De noche, así, junto al fuego del hogar, viendo la danza sugerente de las llamas, sentimos la fascinación de los prehistóricos, aquellos que aprendieron a hablar para poder contar lo que llenaba su imaginación.


Jordi Rueda


martes, 14 de noviembre de 2017

He subido al gris desván de la memoria

He subido al gris desván de la memoria
para tratar de encontrar algún indicio
de vida intemporal en el olvido.
Pero solo he visto olvido en el olvido.
y no me he atrevido a rebuscar en él,
había mucho polvo
y ese polvo me hubiera impedido respirar.
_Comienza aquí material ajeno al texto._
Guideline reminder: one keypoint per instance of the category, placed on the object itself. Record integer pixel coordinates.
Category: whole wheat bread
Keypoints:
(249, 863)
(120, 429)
He bajado luego al negro sótano
donde se desangra el corazón doliente.
Buscaba alguna señal de perfección
en ese sacrificio.
He prendido una vela
y su llama solo me ha dejado ver mi mano
rodeada de oscuridad.
He sentido la miseria, la miseria animal
de la escasez de luz y de color.
No he visto el corazón.

He soplado la llama
y al disiparse el olor del humo de la mecha,
he experimentado por fin la perfección,
el vacío absoluto.

Envuelto en la noción de estricta oscuridad
he inferido que tal vez después,
después del último después,
eso será todo.

Mientras tanto, ni desván ni sótano.
Ni casa siquiera. Caminos y horizontes.
Lo que, en verdad, no es poco.

Jordi Rueda

viernes, 10 de noviembre de 2017

Cansado de penumbras

Cansado de penumbras,
mis penumbras,
he bajado sin linterna a la cueva del tesoro.
A tientas, gateando y sorteando estalagmitas,
he buscado el cofre de la luz sin éxito.
Después he llegado a un río y en su lecho
me he dejado llevar por la corriente.
Sé que puedo ahogarme,
pero no puedo volver,
no puedo recordar siquiera
el lugar de dónde vengo.

Si el río me lleva hasta el sol de una salida,
saltaré del agua agradecido en cuanto salga.
Me quitaré las ropas allí fuera 
y las pondré a secar.

Desnudo, al sol,
sentiré otra vez 
mi escasa claridad interna,
mis penumbras,
y buscaré en mis pensamientos la boca de otra cueva
donde adentrarme para tratar de descubrir 
el tesoro de mi luz.

Jordi Rueda

lunes, 6 de noviembre de 2017

La tempestad

Pasan hojas secas
y algunas ramas rotas
por el río,
río abajo.

Desaparecen casi todas las huellas
de la tempestad.
mientras una calma absurda
envuelve nuestros cuerpos
aun temblorosos.

Hemos perdido la casa y el huerto
y parece que estamos sin nada,
pero no es así: tenemos miedo y rabia.

El miedo nos alertará de nuevos peligros
y la rabia nos librará de la indolencia.

Tomaremos pronto un camino,
el que nos lleve a otras llanuras de sensatez.
Allí encontraremos donde parar.

Construiremos entonces una casa nueva,
que mantendremos limpia y ordenada
para gozar en paz de la fecundidad de las ideas.

Hasta que nos sorprenda la próxima tempestad.